Les autorisations de programme (AP) ou d’engagement (AE) sont le socle d’une gestion pluriannuelle mais, dans les documents du budget, elles ne sont pas toujours faciles à appréhender.

Celui qui compulse le rapport de présentation du budget de la Région tombera forcément sur des abréviations plus ou moins limpides et fréquentes. Les AP, CP et AE reviennent régulièrement en tête de tableau : autorisation de programme (AP), crédit de paiement (CP), autorisation d’engagement (AE).

La différence entre AP et AE tient à la section du budget à laquelle elles se rapportent. Les AP sont rattachées à la section investissement, les AE à celle du fonctionnement. Les CP se retrouvent dans l’une et l’autre.

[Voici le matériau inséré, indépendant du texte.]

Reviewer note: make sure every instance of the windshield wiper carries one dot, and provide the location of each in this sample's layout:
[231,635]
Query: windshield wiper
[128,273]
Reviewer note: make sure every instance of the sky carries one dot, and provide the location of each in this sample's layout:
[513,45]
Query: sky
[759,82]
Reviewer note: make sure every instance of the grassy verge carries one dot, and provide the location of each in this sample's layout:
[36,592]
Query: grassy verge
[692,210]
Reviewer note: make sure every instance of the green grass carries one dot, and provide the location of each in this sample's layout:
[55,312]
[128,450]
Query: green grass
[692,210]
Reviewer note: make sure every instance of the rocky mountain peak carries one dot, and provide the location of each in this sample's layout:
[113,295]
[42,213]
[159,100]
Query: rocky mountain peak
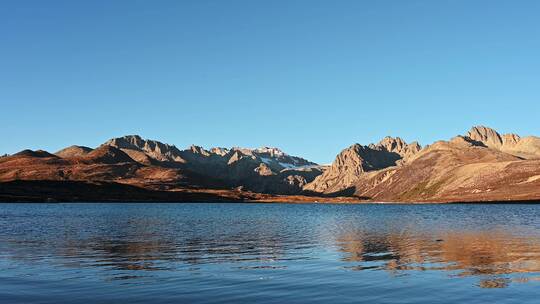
[199,150]
[73,151]
[272,151]
[487,136]
[152,148]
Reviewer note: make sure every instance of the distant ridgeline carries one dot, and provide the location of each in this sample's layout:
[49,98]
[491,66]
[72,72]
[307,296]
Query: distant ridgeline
[482,165]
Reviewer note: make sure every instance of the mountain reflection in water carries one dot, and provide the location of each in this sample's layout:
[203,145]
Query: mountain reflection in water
[286,244]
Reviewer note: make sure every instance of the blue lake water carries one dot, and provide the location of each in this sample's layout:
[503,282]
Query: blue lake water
[269,253]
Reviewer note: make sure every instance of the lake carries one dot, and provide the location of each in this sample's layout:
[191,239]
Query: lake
[269,253]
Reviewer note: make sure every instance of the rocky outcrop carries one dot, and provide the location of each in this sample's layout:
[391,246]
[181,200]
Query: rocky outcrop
[354,161]
[526,147]
[153,149]
[73,151]
[480,166]
[108,155]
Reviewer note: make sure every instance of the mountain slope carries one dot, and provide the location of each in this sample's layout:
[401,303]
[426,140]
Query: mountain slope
[356,160]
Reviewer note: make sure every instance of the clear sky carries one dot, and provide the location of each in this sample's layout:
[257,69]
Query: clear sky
[310,77]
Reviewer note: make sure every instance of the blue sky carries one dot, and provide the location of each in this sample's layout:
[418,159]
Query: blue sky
[311,77]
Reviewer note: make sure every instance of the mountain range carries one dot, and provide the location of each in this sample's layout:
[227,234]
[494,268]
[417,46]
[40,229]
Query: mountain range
[480,166]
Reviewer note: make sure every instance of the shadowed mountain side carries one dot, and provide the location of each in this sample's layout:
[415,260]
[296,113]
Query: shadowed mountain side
[455,171]
[478,167]
[356,160]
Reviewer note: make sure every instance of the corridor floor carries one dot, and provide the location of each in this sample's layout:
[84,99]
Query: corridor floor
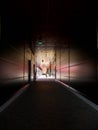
[47,105]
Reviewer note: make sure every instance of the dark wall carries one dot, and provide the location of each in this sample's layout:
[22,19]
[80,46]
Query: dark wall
[76,64]
[14,62]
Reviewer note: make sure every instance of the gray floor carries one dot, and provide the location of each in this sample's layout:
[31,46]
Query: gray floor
[46,105]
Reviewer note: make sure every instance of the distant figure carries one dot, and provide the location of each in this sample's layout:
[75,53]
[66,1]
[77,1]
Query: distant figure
[44,68]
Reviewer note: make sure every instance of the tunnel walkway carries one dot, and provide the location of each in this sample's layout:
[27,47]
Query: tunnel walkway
[47,105]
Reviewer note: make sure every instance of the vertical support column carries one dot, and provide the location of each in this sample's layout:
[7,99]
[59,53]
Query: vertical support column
[60,63]
[29,70]
[69,62]
[55,62]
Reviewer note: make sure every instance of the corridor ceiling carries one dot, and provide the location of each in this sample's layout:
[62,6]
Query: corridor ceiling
[53,22]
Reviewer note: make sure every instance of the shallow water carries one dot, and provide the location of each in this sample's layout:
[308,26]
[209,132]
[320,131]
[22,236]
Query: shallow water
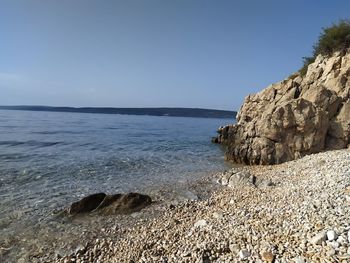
[49,159]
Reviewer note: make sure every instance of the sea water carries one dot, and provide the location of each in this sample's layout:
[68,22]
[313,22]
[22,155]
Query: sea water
[50,159]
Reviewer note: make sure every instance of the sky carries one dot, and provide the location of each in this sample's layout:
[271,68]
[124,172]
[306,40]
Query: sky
[154,53]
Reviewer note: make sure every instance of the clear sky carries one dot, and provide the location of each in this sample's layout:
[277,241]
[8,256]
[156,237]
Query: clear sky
[154,53]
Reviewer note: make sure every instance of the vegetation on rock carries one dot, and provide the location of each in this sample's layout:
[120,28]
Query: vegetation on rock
[332,39]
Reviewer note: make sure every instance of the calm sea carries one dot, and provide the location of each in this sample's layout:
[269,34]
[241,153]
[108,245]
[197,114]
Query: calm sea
[49,159]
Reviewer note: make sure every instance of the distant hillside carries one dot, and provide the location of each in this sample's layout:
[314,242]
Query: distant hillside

Pour expliquer ce qu’est une autorisation de programme, Andréa Brouille, vice-présidente déléguée au budget, prend l’exemple de la construction d’un lycée  : « On va créer un nouveau lycée à Limoges, on sait qu’il va nous coûter 40 millions d’euros. Une fois la décision prise, j’inscris mon autorisation de programme 40 M en 2019 dans la colonne AP, mais comme je sais que dans l’année 2019 je ne vais payer que 5 M€, parce que cette année-là je n’aurais que 5 M€ d’études ou de travaux, j’inscris 5 M€ en CP. C’est ce qu’on va dépenser réellement dans l’année pour cette opération. »

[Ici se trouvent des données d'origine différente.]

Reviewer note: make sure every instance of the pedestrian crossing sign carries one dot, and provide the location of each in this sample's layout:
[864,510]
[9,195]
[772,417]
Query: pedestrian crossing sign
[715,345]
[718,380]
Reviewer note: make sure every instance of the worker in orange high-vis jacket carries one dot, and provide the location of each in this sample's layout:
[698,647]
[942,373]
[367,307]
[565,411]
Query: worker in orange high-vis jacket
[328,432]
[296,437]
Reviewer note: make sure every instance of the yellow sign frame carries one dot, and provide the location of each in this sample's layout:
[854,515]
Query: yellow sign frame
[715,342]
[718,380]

Mais la collectivité sait que sur un certain nombre d’années (le temps de la construction du lycée), elle va dépenser 40 M€ qui est également la limite supérieure des dépenses pouvant être engagées sur cette opération. Cela lui permet d’avoir une gestion pluriannuelle des investissements. « Si on n’étalait pas nos investissements, si on n’avait pas cette gestion pluriannuelle, on aurait des années avec des pics énormes de dépenses, ce ne serait pas tenable financièrement, et d’autres années, on aurait des creux, quand un gros programme de construction prend fin par exemple. Cette gestion pluriannuelle nous permet de dire : on a cette volonté de l’exécutif de dépenser 900 M€ en investissement par an », explique Andréa Brouille.

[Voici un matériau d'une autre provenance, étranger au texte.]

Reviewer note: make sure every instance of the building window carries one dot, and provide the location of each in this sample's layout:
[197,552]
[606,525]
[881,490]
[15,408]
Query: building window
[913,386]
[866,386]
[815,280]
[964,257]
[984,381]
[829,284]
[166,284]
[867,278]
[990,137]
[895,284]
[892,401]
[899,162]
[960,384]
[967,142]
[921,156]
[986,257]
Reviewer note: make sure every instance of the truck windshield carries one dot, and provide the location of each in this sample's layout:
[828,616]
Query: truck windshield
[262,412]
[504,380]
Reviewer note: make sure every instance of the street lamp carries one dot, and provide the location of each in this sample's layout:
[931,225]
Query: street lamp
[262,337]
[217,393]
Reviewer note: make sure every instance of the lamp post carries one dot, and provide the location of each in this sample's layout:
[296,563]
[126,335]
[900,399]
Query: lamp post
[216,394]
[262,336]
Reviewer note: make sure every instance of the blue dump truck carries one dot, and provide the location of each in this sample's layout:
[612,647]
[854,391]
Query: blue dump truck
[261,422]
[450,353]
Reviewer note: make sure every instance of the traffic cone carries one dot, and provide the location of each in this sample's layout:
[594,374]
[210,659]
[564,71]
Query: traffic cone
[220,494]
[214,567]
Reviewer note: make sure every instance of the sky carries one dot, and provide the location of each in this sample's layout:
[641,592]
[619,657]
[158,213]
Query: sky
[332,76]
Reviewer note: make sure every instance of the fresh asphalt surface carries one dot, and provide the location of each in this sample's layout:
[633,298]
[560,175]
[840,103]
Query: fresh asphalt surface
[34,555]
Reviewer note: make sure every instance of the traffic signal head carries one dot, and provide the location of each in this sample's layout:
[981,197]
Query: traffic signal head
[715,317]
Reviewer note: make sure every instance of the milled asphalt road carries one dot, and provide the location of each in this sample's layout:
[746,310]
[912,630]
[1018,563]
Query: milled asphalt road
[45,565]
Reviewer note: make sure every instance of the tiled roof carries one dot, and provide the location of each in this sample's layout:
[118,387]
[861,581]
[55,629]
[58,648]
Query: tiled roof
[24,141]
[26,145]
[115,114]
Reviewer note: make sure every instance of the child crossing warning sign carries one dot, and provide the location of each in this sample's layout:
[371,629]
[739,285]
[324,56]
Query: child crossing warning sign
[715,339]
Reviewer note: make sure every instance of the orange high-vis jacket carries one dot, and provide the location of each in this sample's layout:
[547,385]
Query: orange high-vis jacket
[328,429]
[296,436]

La Région a fait ces dernières années d’importants investissements dans la couverture numérique des territoires en subventionnant notamment la fibre jusqu’au domicile des particuliers (Ftth). Si on ouvre le document du budget à la p.146, pilier 3, aménagement du territoire, on observe que le programme n°4056010 dit « extension couverture THD » prévoit des AP pour 38 M€ pour l’année 2019, et des crédits de paiement pour plus de 52 M€. En toute logique, les CP ne devraient pas dépasser les AP. Cela signifie que des AP antérieures, sur ce même programme, n’ont pas fini d’être consommées. Si on regarde les budgets 2017 et 2018, on retrouve à la ligne n°4056010 des AP pour 45,7 M€ en 2017, 86 M€ en 2018. Pour ne pas asphyxier son budget, la Région ouvre chaque année des AP et les CP afférents au fur et à mesure que les opérations de fibrage sont lancées dans les départements. Sur le numérique, l’engagement global prévisionnel de la Région est estimé à 229 M€.